Kate : Qu'est-ce qui est réglé ?
Alf : Il y a des maisons qui sont construites pour chacun d'entre eux.
Kate : D'accord. Et qu'est-ce que tu fais à propos du chômage ?
Alf : Il n'y en a pas. Tout le monde construit des maisons.
Kate : Et je suppose que les gens ne font plus de guerres...
Alf : Qui a le temps pour ça ? Ils sont tous en train de choisir le papier peint de leurs nouvelles maisons !
Kate : Alf, je ne crois pas que les problèmes de ce pays peuvent être réglés aussi facilement...
Alf : Bien sûr que si. Regarde dehors.
Kate se lève, et regarde, troublée : Tout le monde danse dans les rues..."

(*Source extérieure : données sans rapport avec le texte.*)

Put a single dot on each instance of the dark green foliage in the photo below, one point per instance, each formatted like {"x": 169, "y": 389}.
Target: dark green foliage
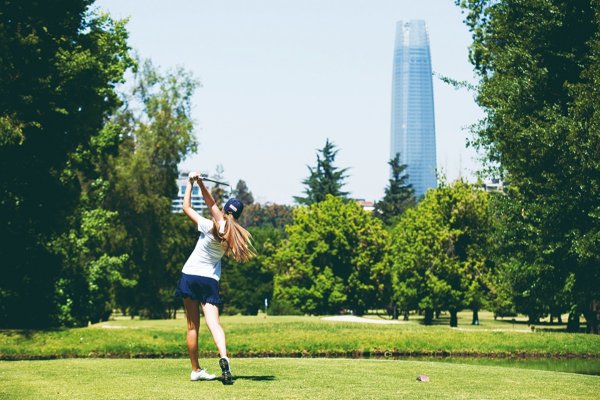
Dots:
{"x": 157, "y": 131}
{"x": 242, "y": 193}
{"x": 332, "y": 259}
{"x": 439, "y": 252}
{"x": 399, "y": 194}
{"x": 267, "y": 215}
{"x": 538, "y": 61}
{"x": 324, "y": 179}
{"x": 58, "y": 69}
{"x": 244, "y": 286}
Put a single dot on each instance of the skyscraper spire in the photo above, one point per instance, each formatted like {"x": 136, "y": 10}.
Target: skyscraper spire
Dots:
{"x": 413, "y": 125}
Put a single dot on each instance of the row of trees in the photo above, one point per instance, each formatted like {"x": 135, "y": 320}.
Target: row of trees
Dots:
{"x": 88, "y": 173}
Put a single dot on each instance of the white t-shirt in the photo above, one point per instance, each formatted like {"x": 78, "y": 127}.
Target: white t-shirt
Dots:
{"x": 205, "y": 260}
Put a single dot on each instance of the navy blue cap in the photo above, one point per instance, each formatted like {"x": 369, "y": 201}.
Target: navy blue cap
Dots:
{"x": 234, "y": 207}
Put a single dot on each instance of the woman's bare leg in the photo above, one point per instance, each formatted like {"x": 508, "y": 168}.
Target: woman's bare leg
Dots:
{"x": 211, "y": 315}
{"x": 192, "y": 312}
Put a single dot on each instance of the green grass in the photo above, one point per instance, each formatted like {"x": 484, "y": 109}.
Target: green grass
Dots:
{"x": 299, "y": 336}
{"x": 285, "y": 379}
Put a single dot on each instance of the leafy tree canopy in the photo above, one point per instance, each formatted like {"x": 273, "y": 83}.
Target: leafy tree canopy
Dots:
{"x": 325, "y": 178}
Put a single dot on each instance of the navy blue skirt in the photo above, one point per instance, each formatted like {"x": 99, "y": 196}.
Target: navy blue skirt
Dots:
{"x": 201, "y": 288}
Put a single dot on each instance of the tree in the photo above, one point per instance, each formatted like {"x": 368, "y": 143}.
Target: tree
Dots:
{"x": 538, "y": 66}
{"x": 438, "y": 252}
{"x": 399, "y": 194}
{"x": 242, "y": 193}
{"x": 217, "y": 191}
{"x": 267, "y": 215}
{"x": 245, "y": 286}
{"x": 323, "y": 179}
{"x": 332, "y": 259}
{"x": 57, "y": 79}
{"x": 157, "y": 130}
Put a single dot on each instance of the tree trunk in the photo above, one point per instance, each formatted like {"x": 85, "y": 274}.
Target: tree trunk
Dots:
{"x": 592, "y": 316}
{"x": 453, "y": 318}
{"x": 428, "y": 316}
{"x": 573, "y": 322}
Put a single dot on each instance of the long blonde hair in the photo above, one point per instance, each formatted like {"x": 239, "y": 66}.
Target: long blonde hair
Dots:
{"x": 236, "y": 239}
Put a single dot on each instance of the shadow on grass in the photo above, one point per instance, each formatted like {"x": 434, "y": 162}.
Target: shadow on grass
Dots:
{"x": 258, "y": 378}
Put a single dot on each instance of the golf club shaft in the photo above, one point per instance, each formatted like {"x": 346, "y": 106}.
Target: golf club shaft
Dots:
{"x": 213, "y": 181}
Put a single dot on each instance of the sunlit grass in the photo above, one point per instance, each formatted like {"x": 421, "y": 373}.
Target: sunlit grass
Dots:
{"x": 299, "y": 336}
{"x": 285, "y": 379}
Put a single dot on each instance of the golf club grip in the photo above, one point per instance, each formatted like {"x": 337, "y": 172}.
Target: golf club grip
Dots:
{"x": 213, "y": 181}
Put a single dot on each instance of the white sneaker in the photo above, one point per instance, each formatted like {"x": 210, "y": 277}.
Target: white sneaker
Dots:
{"x": 226, "y": 376}
{"x": 201, "y": 375}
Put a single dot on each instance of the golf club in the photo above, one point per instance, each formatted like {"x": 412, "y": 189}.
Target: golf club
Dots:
{"x": 213, "y": 181}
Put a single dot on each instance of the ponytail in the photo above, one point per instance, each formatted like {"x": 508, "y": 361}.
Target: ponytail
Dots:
{"x": 237, "y": 240}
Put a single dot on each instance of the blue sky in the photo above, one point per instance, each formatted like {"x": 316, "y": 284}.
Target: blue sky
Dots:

Tout l'épisode repose sur l'humour provoqué entre les visions compliquées de Kate, et le don d'Alf pour tout simplifier. Et si, justement, c'était aussi simple que ça ? Peut-on appliquer le programme d'Alf pour régler les problèmes du logement et du chômage, et qu'on finisse par tous danser dans les rues ?

Regardons comment ça se passerait concrètement. Pour que tout le monde puisse construire des maisons, il faudrait déjà qu'ils en aient les qualifications. Après tout, à l'époque de la colonisation américaine, chaque pionnier se construisait sa propre maison (qui ressemblait certes plus à une cabane) sur le terrain vierge qu'il trouvait. Aux Etats-Unis, les maisons en bois sont encore souvent prédominantes, et permettent un coût de l'immobilier moins élevé. En France, cela se traduit par le rêve de la maison en kit à 100 000 €. Le principal obstacle devient alors le besoin de capital : il n'est pas question d'abattre les arbres de la forêt du coin pour se construire sa maison. Les outils ne tombent pas du ciel. Et il reste également la question du terrain...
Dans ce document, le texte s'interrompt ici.